Figs, seaberry, canna, comfrey, squash
If you have space, this guild is epic in every way: year-round harvest, giant flowers, mulch crops and vegetables. Visually, it’s Jurassic. Figs can get quite large at maturity and tend to sprawl. Between those sprawling shoots you can plant comfrey, which will fill the space with fuzzy foliage and tubular flowers that pollinators love. Seaberry fixes nitrogen and also produces a tart, seedy fruit that can be dried or added fresh to a wide array of dishes. The canna has edible roots (similar to tapioca) and needs a bit more sun, so plant it on the southern edge. Poke in your squashes around the border to give the tendrils room to run.
Peaches, rosemary, marigolds, arugula, zinnias, cucumber
Peaches don’t cast a ton of shade. They tend to be sparse with skinny leaves. This means that companions that wouldn’t do well under other fruit trees will do just fine under a peach. I like the way rosemary looks, especially when joined with annual plantings of marigolds, arugula, zinnias, and other tall, showy annual flowers. Cucumbers do enjoy full sun, but smaller varieties can thrive in mottled shade, and I have grown some beauties as a ground cover in this guild.
Pears, echinacea, beets, poppies
There is something about a pear tree in bloom that always reminds me of the iconic Virgin of Guadalupe image that I grew up with. To me, the way a pear tree holds its blooms looks like an angel. As a sort of tribute to that beauty, I plant echinacea with pears. Echinacea is a clumping perennial with fancy daisy-like coneflowers in purple, green, white and pink. It’s medicinal and beneficial to gardens, with a network of thick roots that help to break up the soil and increase nutrient distribution. Beets fit perfectly in the spaces between, and the foliage is visually splendid in this combination. If you want to make it really beautiful, add some poppies, but keep in mind that poppies are heavy feeders, so you’ll need to compensate the soil.

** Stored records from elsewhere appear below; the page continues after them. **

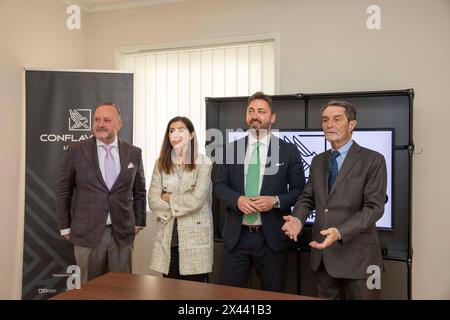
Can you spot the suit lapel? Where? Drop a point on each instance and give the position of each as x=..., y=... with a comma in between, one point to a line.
x=324, y=171
x=125, y=154
x=91, y=154
x=350, y=159
x=268, y=165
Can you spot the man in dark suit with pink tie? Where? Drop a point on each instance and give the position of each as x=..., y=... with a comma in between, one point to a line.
x=101, y=197
x=347, y=188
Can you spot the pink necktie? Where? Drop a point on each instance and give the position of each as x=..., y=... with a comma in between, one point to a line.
x=110, y=167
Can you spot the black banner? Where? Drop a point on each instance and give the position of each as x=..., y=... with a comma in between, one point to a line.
x=59, y=110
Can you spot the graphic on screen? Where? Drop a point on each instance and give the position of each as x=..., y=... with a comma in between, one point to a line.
x=311, y=143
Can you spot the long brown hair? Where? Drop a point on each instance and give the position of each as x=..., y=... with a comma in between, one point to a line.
x=165, y=163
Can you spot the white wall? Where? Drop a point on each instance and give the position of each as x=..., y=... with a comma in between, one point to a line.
x=326, y=47
x=32, y=34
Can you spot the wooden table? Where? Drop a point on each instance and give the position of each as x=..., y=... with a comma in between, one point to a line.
x=126, y=286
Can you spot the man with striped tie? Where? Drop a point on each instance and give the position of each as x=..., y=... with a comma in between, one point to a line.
x=259, y=186
x=347, y=188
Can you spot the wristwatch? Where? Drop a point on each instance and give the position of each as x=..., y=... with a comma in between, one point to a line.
x=276, y=202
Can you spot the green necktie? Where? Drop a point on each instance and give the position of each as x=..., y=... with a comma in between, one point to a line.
x=252, y=182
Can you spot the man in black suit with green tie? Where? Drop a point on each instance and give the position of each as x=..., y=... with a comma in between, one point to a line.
x=260, y=186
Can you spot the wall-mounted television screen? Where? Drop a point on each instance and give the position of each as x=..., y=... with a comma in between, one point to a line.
x=312, y=142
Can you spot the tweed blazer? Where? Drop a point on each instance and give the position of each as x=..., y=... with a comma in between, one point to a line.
x=83, y=200
x=190, y=204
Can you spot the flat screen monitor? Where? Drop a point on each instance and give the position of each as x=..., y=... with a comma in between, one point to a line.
x=312, y=142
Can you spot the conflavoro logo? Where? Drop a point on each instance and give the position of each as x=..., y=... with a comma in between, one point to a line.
x=79, y=119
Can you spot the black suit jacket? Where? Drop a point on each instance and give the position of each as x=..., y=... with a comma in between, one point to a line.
x=353, y=205
x=287, y=184
x=83, y=200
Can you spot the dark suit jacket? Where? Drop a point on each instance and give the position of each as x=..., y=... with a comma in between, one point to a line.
x=83, y=200
x=287, y=184
x=353, y=205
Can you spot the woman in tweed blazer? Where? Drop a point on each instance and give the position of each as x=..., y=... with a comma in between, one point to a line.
x=180, y=197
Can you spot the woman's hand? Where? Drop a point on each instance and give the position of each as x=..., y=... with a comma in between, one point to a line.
x=166, y=197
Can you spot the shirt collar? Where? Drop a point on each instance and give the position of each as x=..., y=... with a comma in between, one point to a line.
x=264, y=141
x=344, y=149
x=115, y=143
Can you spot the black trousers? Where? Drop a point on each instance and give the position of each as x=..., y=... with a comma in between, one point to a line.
x=342, y=289
x=252, y=250
x=174, y=269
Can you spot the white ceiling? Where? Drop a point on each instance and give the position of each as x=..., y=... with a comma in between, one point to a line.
x=107, y=5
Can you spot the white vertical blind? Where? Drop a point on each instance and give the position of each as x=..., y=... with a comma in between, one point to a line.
x=176, y=82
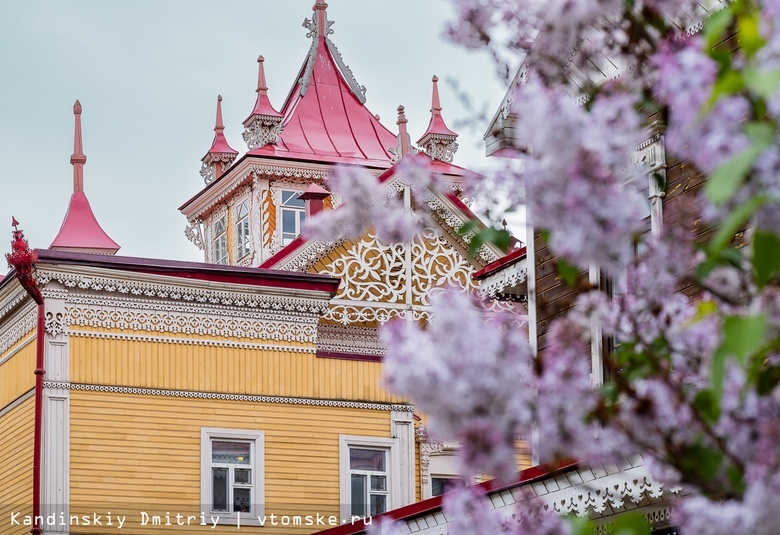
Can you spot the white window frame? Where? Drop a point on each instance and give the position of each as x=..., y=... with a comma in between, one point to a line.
x=221, y=237
x=257, y=440
x=245, y=248
x=298, y=219
x=389, y=445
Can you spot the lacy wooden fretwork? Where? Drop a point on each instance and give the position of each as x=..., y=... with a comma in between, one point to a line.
x=495, y=286
x=385, y=281
x=17, y=326
x=194, y=233
x=349, y=339
x=440, y=147
x=262, y=130
x=183, y=294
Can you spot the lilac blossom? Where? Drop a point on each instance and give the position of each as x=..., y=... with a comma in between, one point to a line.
x=483, y=365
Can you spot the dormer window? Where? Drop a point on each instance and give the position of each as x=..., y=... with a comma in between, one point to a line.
x=219, y=244
x=293, y=215
x=243, y=240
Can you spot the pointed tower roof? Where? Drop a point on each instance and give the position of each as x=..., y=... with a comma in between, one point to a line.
x=325, y=119
x=80, y=230
x=220, y=144
x=438, y=141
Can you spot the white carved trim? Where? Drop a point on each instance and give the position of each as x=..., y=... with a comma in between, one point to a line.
x=192, y=341
x=230, y=397
x=184, y=294
x=18, y=401
x=17, y=326
x=493, y=285
x=349, y=339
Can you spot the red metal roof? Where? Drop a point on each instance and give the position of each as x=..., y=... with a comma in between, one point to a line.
x=80, y=229
x=220, y=144
x=326, y=122
x=431, y=505
x=505, y=261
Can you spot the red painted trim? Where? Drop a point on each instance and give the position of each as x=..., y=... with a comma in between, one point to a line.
x=196, y=271
x=285, y=252
x=524, y=477
x=504, y=261
x=38, y=422
x=349, y=356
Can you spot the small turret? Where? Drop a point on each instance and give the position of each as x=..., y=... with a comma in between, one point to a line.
x=438, y=141
x=221, y=155
x=264, y=124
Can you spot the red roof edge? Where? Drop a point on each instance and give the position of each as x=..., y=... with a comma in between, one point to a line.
x=504, y=261
x=423, y=507
x=196, y=271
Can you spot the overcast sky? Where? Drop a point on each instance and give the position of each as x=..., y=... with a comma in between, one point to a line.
x=147, y=74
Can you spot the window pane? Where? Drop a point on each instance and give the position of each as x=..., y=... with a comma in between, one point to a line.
x=241, y=500
x=242, y=476
x=373, y=460
x=219, y=484
x=378, y=483
x=230, y=452
x=290, y=198
x=358, y=495
x=289, y=222
x=440, y=485
x=378, y=504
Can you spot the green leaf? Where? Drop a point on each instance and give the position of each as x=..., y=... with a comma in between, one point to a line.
x=738, y=218
x=743, y=335
x=631, y=524
x=568, y=272
x=580, y=525
x=762, y=83
x=766, y=256
x=715, y=25
x=750, y=38
x=768, y=380
x=708, y=405
x=725, y=181
x=701, y=461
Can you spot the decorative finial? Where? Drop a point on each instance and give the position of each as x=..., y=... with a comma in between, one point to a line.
x=221, y=155
x=404, y=143
x=438, y=141
x=219, y=126
x=78, y=159
x=262, y=86
x=435, y=102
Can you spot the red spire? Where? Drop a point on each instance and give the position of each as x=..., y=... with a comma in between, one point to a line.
x=78, y=159
x=262, y=104
x=220, y=144
x=438, y=141
x=80, y=230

Generally speaking, as a nitrogen fixer, I habitually sprinkle white subterranean clover seed, both as a cover crop and as a living mulch in beds and paths. It makes an awesome cover, attracts pollinators, and can be easily removed when you decide to plant something new. For best results, mix organic clover seed — coated in bacterial inoculant — with fluffy, finished compost and keep it in a bucket for easy access. If there’s a spot with bare soil, sprinkle the seeded compost around and make sure it gets evenly watered until the clover is established.
Finally, please remember that just because plants in a guild support each other, that doesn’t mean they don’t need your support. You need to weed, prune, mulch and clear. You need to harvest the food, save the seeds and participate in the cycles and seasons. A food forest is an ecosystem, and the gardener should be a part of that. In fact, for the first three years, your newly planted guilds might need some extra attention. Think of the baby plants like little puppies — you have to train them, nurture them, and raise them, but if you do a good job, they will be your best friends for many years to come!